Toaster is a programmable packet switching ASIC consisting of an embedded array of cpu cores and several external memory interfaces. The chip may be programmed to partition packet processing as one very long pipeline, or into several short pipelines operating in parallel. It is designed primarily to process IP packets at very high rates using existing forwarding algorithms, though it may also be programmed to perform other tasks and protocols.

Toaster is composed of an array of 16 CPUs, arranged as 4 rows and columns. The core CPUs are a cisco designed CPU optimised for packet processing. A key aspect of toaster is that it is highly programmable, i.e it is not a dedicated ASIC with fixed set of functions or features that cannot be extended.

In a purely parallel multiprocessor chip, each cpu core needs shared or private access to instruction memory for the complete forwarding code. This was ruled out both because it was an inefficient use of precious internal memory, and because it would be difficult to efficiently schedule external data accesses with so many processors running at different places in the code path. An alternative is to lay out the datapath into a very long pipeline; this conserves internal code space, since each processor executes only a small stage of the packet switching algorithm. One drawback of this approach is that it is difficult to break the code up into 16 different stages of equivalent duration. Another problem with the very long pipeline is the overhead incurred in transferring context from one processor to the next in a high bandwidth application.
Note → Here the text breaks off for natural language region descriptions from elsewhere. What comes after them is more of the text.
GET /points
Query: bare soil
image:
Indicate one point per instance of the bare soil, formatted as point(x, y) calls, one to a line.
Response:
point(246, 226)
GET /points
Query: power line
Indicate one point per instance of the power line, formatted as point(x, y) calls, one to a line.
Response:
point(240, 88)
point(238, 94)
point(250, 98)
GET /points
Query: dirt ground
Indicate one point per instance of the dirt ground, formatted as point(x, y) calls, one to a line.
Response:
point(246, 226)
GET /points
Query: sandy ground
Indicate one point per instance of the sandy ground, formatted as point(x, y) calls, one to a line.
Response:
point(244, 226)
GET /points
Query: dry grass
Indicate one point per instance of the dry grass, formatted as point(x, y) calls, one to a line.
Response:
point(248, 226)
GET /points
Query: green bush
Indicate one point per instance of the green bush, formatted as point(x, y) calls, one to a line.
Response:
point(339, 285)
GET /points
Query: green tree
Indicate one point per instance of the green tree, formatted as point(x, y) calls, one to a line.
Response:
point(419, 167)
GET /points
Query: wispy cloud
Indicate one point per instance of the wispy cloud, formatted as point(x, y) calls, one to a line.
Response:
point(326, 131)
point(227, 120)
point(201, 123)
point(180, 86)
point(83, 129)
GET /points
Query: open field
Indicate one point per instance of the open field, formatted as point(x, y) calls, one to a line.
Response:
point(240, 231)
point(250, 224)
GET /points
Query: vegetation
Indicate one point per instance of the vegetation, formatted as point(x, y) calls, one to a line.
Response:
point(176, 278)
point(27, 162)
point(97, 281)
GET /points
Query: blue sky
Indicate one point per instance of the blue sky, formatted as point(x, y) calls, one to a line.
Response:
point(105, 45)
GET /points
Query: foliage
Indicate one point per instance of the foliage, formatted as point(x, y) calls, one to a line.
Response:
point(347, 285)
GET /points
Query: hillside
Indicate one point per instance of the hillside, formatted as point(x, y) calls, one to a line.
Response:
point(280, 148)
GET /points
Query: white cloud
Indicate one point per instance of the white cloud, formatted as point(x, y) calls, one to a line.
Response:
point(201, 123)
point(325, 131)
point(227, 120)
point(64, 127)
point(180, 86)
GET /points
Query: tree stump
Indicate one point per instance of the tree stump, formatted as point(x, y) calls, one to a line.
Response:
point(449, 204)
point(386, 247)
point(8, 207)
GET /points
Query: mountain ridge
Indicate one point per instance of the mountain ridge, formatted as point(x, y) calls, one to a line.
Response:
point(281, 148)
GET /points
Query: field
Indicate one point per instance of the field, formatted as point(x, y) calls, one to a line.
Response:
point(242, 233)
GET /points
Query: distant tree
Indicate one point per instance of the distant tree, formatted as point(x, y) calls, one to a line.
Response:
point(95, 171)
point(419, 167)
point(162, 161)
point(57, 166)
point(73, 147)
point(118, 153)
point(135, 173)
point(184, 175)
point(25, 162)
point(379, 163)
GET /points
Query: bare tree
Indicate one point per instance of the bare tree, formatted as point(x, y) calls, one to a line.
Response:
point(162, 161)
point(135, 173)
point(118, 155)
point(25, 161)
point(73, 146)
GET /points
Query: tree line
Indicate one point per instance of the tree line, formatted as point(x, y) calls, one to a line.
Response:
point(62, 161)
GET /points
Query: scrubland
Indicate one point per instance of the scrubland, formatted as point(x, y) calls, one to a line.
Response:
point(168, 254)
Toaster's multiprocessor strategy is to aim at a configurable sweet spot between fully parallel and fully pipelined. The normal Toaster mode has all processors in a row operating as a pipeline, while all processors in a column operate in parallel with a shifted phase. Packets that enter Toaster are multiplexed into the first available processor row. In this mode, packets work their way across the pipeline synchronously at one fourth the rate that packets enter the chip. When a packet reaches the end of a row, it may exit the chip and/or pass back around to the first processor of the next logical row. This facilitates packet replication for applications such as multicast and fragmentation, as well as enabling the logical pipeline to extend for more than four cpu stages.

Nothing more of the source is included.